Mumyalama yapılırken organlar çıkartılırdı.
Cesedin beyni, burun deliklerinin birinden girilerek çıkarılırdı ayrıca bağırsakları da çıkarılır ve kanopi adı verilen kavanozlara konulurdu.Ayrıca, ruhun kalpte olduğuna inandıkları için vücuttan çıkarmadıkları tek organ da kalptir.
Kişi aksi ispat edilene kadar suçlu kabul edilirdi.
Normalde aksi ispat edilene kadar masum kabul edilir ama mısırlıların hukuk yöntemi böyleymiş..
Firavunlar saçlarının görünmesini istemezler bu yüzden de başlarına bir taç ya da 'nemes' adında bir başlık takarlardı.
Nedenini bilmesek de tek bir saç telinin görünmesine bile tahammülleri yoktu.
Hem erkekler hem kadınlar makyaj yapardı.
Makyaj yapmalarının amacı düşünülenin aksine güzel görünmek için değil güneşten koruduğuna inandıkları içindir.
Zengin Mısırlılar saçlarını kazıtır ve peruk kullanırlardı.
Hem erkek hem kadın zenginler saçını kazıtırken, diğer sınıfa mensup olanlar ya saçlarını uzatır ya da saçlarına domuz kuyruğu takarlardı.
Firavunlar sivrisineklerden korunmak için vücuduna bal sürülmüş köleleri kullanırlardı.
Biraz acı verici bir meslek olsa gerek..
Antibiyotik kullanımının temeli Mısır'a dayanmaktadır.
Enfeksiyonlar için küflü gıdalar ve toprak kullanırlarmış. En yaygın olanı da yaralara küflü ekmek bastırmaktı.
Firavunlar öldükleri zaman onların hizmetçileri de öldürülüp, Firavunlarla beraber gömerlerdi.
Fakat söylentilere göre bunu, Birinci Hanedanlıkta iki firavunun harici kimse yapmamıştır.
Sürdükleri rujları ezilmiş böceklerden yaparlardı.
Kırmızböceğini ezdikten sonra kaynatıp dudağa sürmeye hazır hale getirirler ve kıpkırmızı bir ruj ortaya çıkarırlarmış.
12 yaşına kadar çocuklara kıyafet giydirilmezdi.
Yüksek sıcaklar yüzünden çocuklar kıyafet giymezken, erkekler de etek giyerlerdi.

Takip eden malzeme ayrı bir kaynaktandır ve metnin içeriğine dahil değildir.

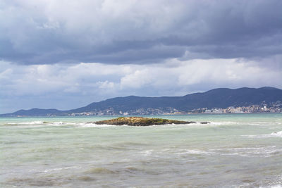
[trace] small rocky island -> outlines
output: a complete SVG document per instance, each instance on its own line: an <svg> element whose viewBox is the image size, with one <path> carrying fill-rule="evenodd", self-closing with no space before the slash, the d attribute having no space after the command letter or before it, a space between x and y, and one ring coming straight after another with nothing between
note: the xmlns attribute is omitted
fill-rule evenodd
<svg viewBox="0 0 282 188"><path fill-rule="evenodd" d="M123 125L129 126L149 126L158 125L168 124L191 124L197 123L195 121L179 121L161 118L148 118L142 117L120 117L115 119L107 120L97 121L94 123L97 125ZM201 124L208 124L209 122L201 122Z"/></svg>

II. Ramses'in sekiz resmi eşi ve 100 cariyesi vardı.
Hatta Ramses, MÖ.1212'de öldüğünde 90 yaşını çoktan geçmişti.
Deneme evliliği yaparlardı.
Bu evlilikler birkaç yıl sürer ve eşler anlaşamazsa ayrılmak isteyen tarafın belli bir tazminat ödemesiyle evlilikleri sona ererdi.

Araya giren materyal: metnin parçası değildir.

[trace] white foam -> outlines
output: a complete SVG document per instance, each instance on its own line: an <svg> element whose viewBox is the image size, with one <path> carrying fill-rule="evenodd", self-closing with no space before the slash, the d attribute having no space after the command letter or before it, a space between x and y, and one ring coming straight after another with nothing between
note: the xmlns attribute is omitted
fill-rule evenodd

Ekmek ve bira günlük besinlerinin en önemli kısmıydı.
Sebze ve meyve tüketiminin yanında, balık ve hayvan etlerini de tuzlayıp kurutup pişirmeye hazır hale getirirlerdi.
Piramitleri köleler değil, Firavunun istihdam ettiği Mısırlı işçiler ve ustalar inşa etmiştir.
Giza'daki piramitlerin yakınlarında yapılan kazılarda ortaya çıkan mezarlar, kölelerin mezarları olmadığını göstererek gerçeği ortaya çıkarmış oldu.